$25 Million Bridge Loan for Miami Multifamily
By Trevor Damyan, Commercial Mortgage Broker at Commercial Lending Solutions
A $25 million bridge loan for multifamily in Miami targets value-add and repositioning plays where sponsors need 24 to 36 month execution windows to stabilize occupancy, execute capital improvements, or reposition rent rolls before refinancing into agency debt. At this loan size, Miami's competitive multifamily market attracts specialty debt funds offering non-recourse structures at 70 to 75 percent LTC, as well as bank balance sheet programs priced at 60 to 65 percent LTC with recourse provisions. Rates on SOFR-based floating structures typically range from 8.75 to 9.50 percent depending on lender profile, deal risk, and market conditions. Sponsors favoring maximum leverage and non-recourse protection generally gravitate toward debt funds, while those prioritizing speed of close and relationship pricing may opt for regional bank programs.
Get a Quote on Your $25M Deal →What a $25M Multifamily Bridge Capital Stack Looks Like
Capital stack composition for $25 million Miami multifamily bridge loans typically centers on a single institutional source, with specialty debt funds commanding the majority of deals at this ticket size due to their appetite for non-recourse structures and comfort with value-add execution risk. Regional banks and balance sheet lenders remain active but generally compete on pricing and speed rather than on leverage, and are often selected by sponsors with existing banking relationships or those seeking recourse-lite terms in exchange for lower rates.

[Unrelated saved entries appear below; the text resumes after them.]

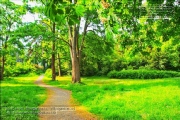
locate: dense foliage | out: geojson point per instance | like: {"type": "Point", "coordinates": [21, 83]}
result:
{"type": "Point", "coordinates": [89, 37]}
{"type": "Point", "coordinates": [142, 74]}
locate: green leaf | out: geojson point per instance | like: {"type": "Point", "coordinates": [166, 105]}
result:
{"type": "Point", "coordinates": [80, 9]}
{"type": "Point", "coordinates": [60, 11]}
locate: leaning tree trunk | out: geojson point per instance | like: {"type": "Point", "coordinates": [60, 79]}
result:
{"type": "Point", "coordinates": [53, 56]}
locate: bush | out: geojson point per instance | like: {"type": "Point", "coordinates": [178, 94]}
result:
{"type": "Point", "coordinates": [18, 69]}
{"type": "Point", "coordinates": [142, 74]}
{"type": "Point", "coordinates": [48, 73]}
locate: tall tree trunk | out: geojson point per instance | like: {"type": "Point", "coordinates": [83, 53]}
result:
{"type": "Point", "coordinates": [53, 56]}
{"type": "Point", "coordinates": [2, 68]}
{"type": "Point", "coordinates": [3, 58]}
{"type": "Point", "coordinates": [59, 64]}
{"type": "Point", "coordinates": [73, 33]}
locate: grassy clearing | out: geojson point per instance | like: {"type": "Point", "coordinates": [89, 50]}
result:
{"type": "Point", "coordinates": [20, 98]}
{"type": "Point", "coordinates": [126, 99]}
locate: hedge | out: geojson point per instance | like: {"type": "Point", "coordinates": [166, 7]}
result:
{"type": "Point", "coordinates": [142, 74]}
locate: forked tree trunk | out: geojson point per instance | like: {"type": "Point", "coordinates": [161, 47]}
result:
{"type": "Point", "coordinates": [53, 56]}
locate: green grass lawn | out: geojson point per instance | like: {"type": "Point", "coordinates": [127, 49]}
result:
{"type": "Point", "coordinates": [20, 98]}
{"type": "Point", "coordinates": [157, 99]}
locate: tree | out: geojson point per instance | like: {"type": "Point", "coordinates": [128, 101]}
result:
{"type": "Point", "coordinates": [10, 18]}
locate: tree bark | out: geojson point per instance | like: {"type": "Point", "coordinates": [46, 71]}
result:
{"type": "Point", "coordinates": [59, 64]}
{"type": "Point", "coordinates": [53, 56]}
{"type": "Point", "coordinates": [2, 68]}
{"type": "Point", "coordinates": [73, 33]}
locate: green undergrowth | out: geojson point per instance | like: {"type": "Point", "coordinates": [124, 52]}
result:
{"type": "Point", "coordinates": [126, 99]}
{"type": "Point", "coordinates": [142, 74]}
{"type": "Point", "coordinates": [20, 98]}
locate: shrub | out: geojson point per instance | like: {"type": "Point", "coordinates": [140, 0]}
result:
{"type": "Point", "coordinates": [48, 73]}
{"type": "Point", "coordinates": [18, 69]}
{"type": "Point", "coordinates": [142, 74]}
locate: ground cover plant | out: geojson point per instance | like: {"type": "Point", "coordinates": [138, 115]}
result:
{"type": "Point", "coordinates": [20, 98]}
{"type": "Point", "coordinates": [126, 98]}
{"type": "Point", "coordinates": [142, 74]}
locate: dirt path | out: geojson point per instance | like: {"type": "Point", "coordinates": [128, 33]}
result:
{"type": "Point", "coordinates": [59, 105]}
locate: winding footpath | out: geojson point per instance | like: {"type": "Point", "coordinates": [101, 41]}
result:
{"type": "Point", "coordinates": [59, 105]}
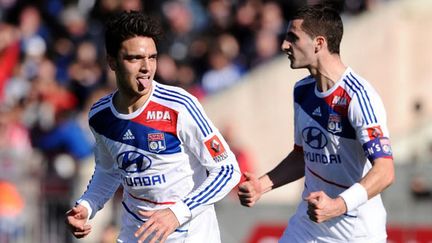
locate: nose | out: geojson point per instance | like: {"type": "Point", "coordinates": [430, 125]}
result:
{"type": "Point", "coordinates": [285, 45]}
{"type": "Point", "coordinates": [145, 64]}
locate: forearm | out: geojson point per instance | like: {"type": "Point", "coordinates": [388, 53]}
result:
{"type": "Point", "coordinates": [379, 177]}
{"type": "Point", "coordinates": [290, 169]}
{"type": "Point", "coordinates": [374, 182]}
{"type": "Point", "coordinates": [217, 185]}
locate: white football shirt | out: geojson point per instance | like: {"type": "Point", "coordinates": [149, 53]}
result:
{"type": "Point", "coordinates": [341, 131]}
{"type": "Point", "coordinates": [166, 154]}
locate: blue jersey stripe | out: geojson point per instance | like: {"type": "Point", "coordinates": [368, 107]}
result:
{"type": "Point", "coordinates": [359, 98]}
{"type": "Point", "coordinates": [188, 108]}
{"type": "Point", "coordinates": [208, 187]}
{"type": "Point", "coordinates": [366, 94]}
{"type": "Point", "coordinates": [99, 103]}
{"type": "Point", "coordinates": [231, 171]}
{"type": "Point", "coordinates": [210, 191]}
{"type": "Point", "coordinates": [364, 98]}
{"type": "Point", "coordinates": [102, 101]}
{"type": "Point", "coordinates": [189, 101]}
{"type": "Point", "coordinates": [139, 219]}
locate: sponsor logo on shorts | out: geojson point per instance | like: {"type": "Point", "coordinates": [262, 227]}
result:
{"type": "Point", "coordinates": [216, 149]}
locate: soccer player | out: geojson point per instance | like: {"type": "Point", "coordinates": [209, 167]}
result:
{"type": "Point", "coordinates": [341, 139]}
{"type": "Point", "coordinates": [156, 141]}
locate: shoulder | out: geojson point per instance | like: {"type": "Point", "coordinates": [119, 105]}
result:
{"type": "Point", "coordinates": [303, 87]}
{"type": "Point", "coordinates": [102, 104]}
{"type": "Point", "coordinates": [357, 86]}
{"type": "Point", "coordinates": [308, 80]}
{"type": "Point", "coordinates": [174, 96]}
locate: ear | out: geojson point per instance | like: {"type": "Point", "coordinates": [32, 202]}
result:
{"type": "Point", "coordinates": [112, 62]}
{"type": "Point", "coordinates": [320, 43]}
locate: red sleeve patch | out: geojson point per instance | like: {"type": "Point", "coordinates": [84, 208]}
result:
{"type": "Point", "coordinates": [374, 132]}
{"type": "Point", "coordinates": [216, 149]}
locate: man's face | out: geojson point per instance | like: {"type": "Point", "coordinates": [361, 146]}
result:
{"type": "Point", "coordinates": [135, 66]}
{"type": "Point", "coordinates": [298, 46]}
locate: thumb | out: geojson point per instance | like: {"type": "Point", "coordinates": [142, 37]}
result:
{"type": "Point", "coordinates": [249, 176]}
{"type": "Point", "coordinates": [313, 198]}
{"type": "Point", "coordinates": [146, 214]}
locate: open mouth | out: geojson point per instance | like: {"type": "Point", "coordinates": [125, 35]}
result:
{"type": "Point", "coordinates": [143, 83]}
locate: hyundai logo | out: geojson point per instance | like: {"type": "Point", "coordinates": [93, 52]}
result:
{"type": "Point", "coordinates": [314, 137]}
{"type": "Point", "coordinates": [132, 161]}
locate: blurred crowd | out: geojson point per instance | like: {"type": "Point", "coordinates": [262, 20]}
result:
{"type": "Point", "coordinates": [52, 68]}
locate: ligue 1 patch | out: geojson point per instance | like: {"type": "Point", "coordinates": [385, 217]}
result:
{"type": "Point", "coordinates": [374, 132]}
{"type": "Point", "coordinates": [216, 149]}
{"type": "Point", "coordinates": [334, 124]}
{"type": "Point", "coordinates": [156, 142]}
{"type": "Point", "coordinates": [386, 146]}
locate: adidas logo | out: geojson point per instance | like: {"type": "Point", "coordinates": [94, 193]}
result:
{"type": "Point", "coordinates": [317, 111]}
{"type": "Point", "coordinates": [128, 135]}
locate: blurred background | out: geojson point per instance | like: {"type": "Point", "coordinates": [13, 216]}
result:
{"type": "Point", "coordinates": [226, 53]}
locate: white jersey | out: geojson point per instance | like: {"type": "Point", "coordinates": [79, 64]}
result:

Pricing reflects active CLS CRE quote pipeline as of April 2026. Specific deal pricing depends on sponsor, property, and structure.
Who Closes a $25M Multifamily Bridge Deal
Typical sponsors at the $25 million bridge ticket in Miami are established multifamily operators with $100 million to $500 million in total assets under management, prior experience closing three to five bridge or agency deals, and a demonstrated track record in Southeast markets. Primary motivations include acquisition of off-market or distressed multifamily assets in supply-constrained Miami submarkets (Wynwood, Allapattah, Little Havana, Brickell), recapitalization of existing stabilized portfolios to fund other initiatives, or execution of comprehensive value-add programs including unit renovations, rent-roll repositioning, and amenity upgrades. These sponsors typically carry net worth of $10 million to $50 million, with personal liquidity sufficient to cover 10 to 20 percent equity contribution and hold a 15 to 25 percent reserve for construction overruns or extended hold periods.
A Real $25M Example
CLS CRE closed a $24.8 million bridge facility for a 156-unit garden-style multifamily asset in the Wynwood submarket targeting 65 percent LTC at 9.15 percent all-in rate from a specialty debt fund. The sponsor acquired the property at an in-place 4.8 percent cap rate with 72 percent occupancy and committed to a $2.1 million capital plan focused on unit interiors, common area upgrades, and rent roll normalization over a 30-month term. The lender required an 6.25 percent exit cap tied to agency refinance at stabilized occupancy (92 percent) and income levels, with monthly financial reporting and a debt service reserve account funded at 6 months. The sponsor successfully executed the value-add business plan, achieved 94 percent occupancy within 28 months, and refinanced into a 10-year agency fixed-rate loan at 5.87 percent, generating a 24 basis point savings against the exit cap and clearing the bridge facility 4 months early.
Anonymized. All deal references protect borrower and lender identity.